Tanizaki describes Japanese aesthetic preferences, the elegance of age, the glow of grime, the beauty of Japanese lacquerware with its “colors built up on countless layers of darkness” and silverware and metal with dark spoke patina, “the tarnish so patiently waited for,” and the traditional Japanese reverence for shadows and compares them to Western preferences such as the desire to drive out as many shadows as possible.
As a painter who has explored light and shadow for some time, I really appreciate Tanizaki’s explorations in shadows and darkness. His description “how the gold leaf of a sliding door or screen will pick up a distant glimmer from the garden, then suddenly send forth an ethereal glow, a faint golden light cast into the enveloping darkness” captures something I strive to show in my painting.
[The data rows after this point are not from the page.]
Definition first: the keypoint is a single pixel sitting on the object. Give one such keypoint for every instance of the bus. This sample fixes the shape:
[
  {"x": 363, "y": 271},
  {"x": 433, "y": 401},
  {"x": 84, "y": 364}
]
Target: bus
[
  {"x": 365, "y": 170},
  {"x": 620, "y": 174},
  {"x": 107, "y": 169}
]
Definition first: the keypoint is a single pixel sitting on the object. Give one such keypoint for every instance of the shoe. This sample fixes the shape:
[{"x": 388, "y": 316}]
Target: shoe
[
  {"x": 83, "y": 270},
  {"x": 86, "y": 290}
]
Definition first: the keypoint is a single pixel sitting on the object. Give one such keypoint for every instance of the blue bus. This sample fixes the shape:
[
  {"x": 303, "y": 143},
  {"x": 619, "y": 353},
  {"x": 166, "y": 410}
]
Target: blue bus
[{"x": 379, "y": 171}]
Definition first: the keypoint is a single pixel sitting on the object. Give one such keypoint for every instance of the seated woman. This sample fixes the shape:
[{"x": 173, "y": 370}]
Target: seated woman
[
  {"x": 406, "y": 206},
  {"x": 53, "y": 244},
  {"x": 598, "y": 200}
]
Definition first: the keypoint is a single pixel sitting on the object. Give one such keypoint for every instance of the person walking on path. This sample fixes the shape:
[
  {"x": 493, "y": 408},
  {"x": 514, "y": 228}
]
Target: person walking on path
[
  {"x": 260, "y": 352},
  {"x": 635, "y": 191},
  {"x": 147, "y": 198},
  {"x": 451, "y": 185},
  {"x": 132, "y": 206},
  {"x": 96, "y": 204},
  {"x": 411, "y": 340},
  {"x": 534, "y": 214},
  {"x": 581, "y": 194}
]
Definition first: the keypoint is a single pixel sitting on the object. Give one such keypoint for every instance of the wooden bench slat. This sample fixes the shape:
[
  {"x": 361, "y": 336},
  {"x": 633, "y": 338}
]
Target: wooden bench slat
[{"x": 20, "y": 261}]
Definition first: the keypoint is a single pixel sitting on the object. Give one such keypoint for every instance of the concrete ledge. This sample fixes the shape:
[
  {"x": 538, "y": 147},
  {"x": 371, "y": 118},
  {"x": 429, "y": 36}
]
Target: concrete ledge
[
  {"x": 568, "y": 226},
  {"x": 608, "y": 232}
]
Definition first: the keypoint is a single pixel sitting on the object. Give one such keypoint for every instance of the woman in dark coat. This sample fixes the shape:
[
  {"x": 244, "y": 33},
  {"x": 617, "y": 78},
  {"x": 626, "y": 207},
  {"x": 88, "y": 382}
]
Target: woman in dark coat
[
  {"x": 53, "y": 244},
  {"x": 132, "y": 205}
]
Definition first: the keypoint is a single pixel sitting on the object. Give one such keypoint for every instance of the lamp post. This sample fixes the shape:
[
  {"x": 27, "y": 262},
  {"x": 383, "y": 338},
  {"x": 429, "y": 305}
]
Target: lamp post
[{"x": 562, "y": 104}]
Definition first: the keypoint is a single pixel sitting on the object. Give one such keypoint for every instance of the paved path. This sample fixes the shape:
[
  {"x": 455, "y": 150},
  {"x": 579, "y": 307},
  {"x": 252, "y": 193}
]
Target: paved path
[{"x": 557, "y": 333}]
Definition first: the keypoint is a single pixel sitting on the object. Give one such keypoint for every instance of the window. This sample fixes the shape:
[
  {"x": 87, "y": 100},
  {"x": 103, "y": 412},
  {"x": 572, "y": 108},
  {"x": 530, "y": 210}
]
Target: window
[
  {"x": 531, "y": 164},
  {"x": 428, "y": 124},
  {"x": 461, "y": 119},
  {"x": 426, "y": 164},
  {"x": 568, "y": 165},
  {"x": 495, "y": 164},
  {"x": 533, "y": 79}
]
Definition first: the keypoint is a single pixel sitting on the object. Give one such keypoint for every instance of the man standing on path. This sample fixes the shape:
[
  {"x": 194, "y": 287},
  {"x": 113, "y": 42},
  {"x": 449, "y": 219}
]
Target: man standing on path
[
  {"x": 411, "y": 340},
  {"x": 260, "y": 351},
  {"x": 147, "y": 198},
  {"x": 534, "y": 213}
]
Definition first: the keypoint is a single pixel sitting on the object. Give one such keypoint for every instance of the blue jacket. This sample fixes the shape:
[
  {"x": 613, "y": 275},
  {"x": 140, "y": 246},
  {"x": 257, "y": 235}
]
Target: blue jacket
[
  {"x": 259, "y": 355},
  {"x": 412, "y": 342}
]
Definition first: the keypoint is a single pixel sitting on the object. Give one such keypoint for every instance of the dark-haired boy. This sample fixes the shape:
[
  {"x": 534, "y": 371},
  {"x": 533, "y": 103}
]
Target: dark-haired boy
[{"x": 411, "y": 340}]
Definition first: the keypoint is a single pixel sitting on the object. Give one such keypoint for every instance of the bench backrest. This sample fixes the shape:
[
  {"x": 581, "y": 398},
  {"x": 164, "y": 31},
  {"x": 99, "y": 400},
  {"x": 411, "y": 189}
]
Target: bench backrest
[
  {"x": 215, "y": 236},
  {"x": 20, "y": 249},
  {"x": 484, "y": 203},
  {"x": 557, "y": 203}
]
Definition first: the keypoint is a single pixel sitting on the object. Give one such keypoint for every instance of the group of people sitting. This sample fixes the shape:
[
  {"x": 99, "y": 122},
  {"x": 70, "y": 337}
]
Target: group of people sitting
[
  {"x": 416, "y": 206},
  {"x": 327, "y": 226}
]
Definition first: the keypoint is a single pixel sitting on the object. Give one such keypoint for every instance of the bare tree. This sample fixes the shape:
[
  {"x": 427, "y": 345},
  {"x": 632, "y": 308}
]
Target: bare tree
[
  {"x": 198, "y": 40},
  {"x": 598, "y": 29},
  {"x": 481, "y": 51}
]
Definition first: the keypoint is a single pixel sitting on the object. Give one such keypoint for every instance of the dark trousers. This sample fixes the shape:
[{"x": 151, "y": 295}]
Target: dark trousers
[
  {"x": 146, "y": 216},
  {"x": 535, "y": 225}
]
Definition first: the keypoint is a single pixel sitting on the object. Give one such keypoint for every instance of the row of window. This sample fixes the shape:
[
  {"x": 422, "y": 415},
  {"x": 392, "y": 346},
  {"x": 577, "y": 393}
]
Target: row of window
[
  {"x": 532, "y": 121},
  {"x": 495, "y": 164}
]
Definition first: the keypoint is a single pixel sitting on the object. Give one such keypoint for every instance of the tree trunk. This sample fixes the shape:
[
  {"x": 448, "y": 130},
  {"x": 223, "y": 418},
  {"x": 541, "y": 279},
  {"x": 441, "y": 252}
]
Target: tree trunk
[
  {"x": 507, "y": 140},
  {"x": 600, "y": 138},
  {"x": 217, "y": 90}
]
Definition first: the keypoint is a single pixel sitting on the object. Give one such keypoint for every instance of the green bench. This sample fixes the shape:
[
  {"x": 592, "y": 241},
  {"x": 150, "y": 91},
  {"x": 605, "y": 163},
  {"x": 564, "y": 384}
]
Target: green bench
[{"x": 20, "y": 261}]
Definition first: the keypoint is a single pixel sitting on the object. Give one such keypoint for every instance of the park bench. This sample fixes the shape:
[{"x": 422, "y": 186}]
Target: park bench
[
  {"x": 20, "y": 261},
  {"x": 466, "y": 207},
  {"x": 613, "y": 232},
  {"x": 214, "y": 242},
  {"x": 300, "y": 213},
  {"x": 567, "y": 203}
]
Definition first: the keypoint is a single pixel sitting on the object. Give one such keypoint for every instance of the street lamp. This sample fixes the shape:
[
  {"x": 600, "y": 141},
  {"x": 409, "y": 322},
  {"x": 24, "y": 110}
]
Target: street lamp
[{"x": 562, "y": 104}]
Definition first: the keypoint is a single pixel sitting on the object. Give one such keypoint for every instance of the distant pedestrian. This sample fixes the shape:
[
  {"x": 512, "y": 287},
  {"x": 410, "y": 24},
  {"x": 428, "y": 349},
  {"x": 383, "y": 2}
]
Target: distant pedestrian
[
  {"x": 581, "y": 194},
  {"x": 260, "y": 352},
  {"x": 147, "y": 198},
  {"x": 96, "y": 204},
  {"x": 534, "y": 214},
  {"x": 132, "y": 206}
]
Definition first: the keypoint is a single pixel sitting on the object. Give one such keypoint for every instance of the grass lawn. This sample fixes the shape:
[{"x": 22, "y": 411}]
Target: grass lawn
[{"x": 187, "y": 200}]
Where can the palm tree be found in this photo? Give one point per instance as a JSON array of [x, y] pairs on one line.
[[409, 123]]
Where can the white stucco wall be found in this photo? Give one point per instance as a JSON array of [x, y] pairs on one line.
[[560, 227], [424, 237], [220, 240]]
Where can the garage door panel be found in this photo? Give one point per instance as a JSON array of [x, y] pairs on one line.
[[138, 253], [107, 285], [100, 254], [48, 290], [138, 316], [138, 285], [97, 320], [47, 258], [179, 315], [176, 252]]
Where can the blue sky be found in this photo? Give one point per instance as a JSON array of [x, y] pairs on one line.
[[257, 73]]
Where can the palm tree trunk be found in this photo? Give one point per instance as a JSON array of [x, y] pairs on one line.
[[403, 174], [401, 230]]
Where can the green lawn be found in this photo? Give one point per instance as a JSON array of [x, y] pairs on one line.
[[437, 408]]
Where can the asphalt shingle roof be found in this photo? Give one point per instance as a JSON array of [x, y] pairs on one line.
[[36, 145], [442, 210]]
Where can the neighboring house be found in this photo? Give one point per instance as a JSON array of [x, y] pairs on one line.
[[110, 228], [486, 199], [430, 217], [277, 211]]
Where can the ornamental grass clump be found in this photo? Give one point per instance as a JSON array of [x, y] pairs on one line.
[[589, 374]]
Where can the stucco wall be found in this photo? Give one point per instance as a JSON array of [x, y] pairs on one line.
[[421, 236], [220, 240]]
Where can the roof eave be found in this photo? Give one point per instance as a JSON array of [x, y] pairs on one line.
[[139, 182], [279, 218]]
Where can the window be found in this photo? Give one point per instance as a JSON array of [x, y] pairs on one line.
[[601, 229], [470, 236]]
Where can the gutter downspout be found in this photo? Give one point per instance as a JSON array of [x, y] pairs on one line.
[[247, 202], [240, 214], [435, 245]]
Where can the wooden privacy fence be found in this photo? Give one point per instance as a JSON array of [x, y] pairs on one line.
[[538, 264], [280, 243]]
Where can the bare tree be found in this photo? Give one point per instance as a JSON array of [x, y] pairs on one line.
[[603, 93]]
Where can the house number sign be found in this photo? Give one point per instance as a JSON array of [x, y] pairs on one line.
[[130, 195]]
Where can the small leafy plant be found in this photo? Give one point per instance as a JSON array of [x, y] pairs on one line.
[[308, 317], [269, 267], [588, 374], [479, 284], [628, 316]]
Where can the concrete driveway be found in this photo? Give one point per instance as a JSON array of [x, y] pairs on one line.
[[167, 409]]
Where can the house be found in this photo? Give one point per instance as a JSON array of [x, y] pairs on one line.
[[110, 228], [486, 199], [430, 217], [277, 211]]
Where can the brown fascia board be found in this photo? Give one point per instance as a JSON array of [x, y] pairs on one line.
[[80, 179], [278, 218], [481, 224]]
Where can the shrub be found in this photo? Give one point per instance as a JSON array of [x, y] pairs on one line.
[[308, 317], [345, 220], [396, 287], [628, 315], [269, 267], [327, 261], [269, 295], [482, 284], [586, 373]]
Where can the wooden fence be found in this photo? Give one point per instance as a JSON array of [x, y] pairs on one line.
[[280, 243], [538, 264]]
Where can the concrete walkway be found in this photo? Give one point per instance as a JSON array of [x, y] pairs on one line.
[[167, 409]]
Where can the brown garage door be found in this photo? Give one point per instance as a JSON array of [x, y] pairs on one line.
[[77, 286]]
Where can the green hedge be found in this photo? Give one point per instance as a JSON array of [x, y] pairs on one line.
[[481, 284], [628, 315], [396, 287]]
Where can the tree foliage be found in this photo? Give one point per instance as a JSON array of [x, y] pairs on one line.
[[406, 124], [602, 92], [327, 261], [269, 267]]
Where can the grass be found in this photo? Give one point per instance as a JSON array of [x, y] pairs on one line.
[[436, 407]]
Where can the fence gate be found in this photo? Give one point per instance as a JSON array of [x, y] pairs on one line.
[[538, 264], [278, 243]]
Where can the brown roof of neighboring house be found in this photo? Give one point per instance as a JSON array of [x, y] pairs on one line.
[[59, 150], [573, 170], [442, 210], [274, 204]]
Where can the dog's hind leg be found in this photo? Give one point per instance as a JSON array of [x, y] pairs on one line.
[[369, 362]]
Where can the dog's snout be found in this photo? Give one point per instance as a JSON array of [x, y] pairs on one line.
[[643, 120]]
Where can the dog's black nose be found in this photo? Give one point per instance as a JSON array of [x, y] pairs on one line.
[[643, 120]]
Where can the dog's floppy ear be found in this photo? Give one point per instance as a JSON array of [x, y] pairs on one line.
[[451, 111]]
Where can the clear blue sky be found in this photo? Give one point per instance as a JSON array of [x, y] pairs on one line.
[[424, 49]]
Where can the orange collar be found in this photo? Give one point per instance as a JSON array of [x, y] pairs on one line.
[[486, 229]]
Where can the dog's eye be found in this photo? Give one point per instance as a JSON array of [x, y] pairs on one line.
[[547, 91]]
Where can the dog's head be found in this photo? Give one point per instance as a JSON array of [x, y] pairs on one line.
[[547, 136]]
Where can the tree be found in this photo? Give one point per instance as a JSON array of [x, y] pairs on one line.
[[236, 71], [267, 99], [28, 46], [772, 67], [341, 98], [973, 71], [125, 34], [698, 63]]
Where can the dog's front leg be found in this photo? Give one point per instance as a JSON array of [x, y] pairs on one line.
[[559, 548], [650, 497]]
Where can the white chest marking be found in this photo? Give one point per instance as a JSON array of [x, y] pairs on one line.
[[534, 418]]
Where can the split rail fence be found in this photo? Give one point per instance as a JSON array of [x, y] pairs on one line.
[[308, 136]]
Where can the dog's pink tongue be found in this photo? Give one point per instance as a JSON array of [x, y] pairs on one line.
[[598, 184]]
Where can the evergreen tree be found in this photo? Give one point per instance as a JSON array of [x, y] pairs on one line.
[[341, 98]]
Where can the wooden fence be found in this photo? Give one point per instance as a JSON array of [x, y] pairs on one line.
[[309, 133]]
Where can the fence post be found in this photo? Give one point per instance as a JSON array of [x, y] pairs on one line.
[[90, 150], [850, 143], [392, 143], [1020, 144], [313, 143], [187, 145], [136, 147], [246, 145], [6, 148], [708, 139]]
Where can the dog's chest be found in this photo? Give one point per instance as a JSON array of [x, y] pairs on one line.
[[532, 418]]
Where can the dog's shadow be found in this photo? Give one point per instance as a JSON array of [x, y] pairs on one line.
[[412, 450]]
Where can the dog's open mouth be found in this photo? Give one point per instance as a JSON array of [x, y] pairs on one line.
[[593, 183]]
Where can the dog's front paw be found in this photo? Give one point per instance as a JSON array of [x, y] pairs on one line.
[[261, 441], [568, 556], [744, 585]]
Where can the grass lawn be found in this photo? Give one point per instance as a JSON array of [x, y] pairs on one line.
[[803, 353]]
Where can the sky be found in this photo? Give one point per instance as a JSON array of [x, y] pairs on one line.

His ideas that “we find beauty not in the thing itself but in the patterns of shadows, the light and the darkness, that one thing against another creates” and we “create a kind of beauty in the shadows we have made in out-of-the-way places” give words to the concepts I’ve been working with.
I identify with Tanizaki’s humble, Buddhist sensibility: “we Orientals tend to seek our satisfactions in whatever surroundings we happen to find ourselves, to content ourselves with things as they are; and so darkness causes us no discontent.” I also battle the “evils of excessive illumination” (how fluorescent light alters the beauty of things) and I lament the loss of trees for the sake of building more highways, retail locations etc. “To snatch away from us even the darkness beneath trees that stand deep in the forest is the most heartless of crimes” exemplifies how I feel about the unnecessary removal of so many trees I see around us.
Give it a read and let me know what you think!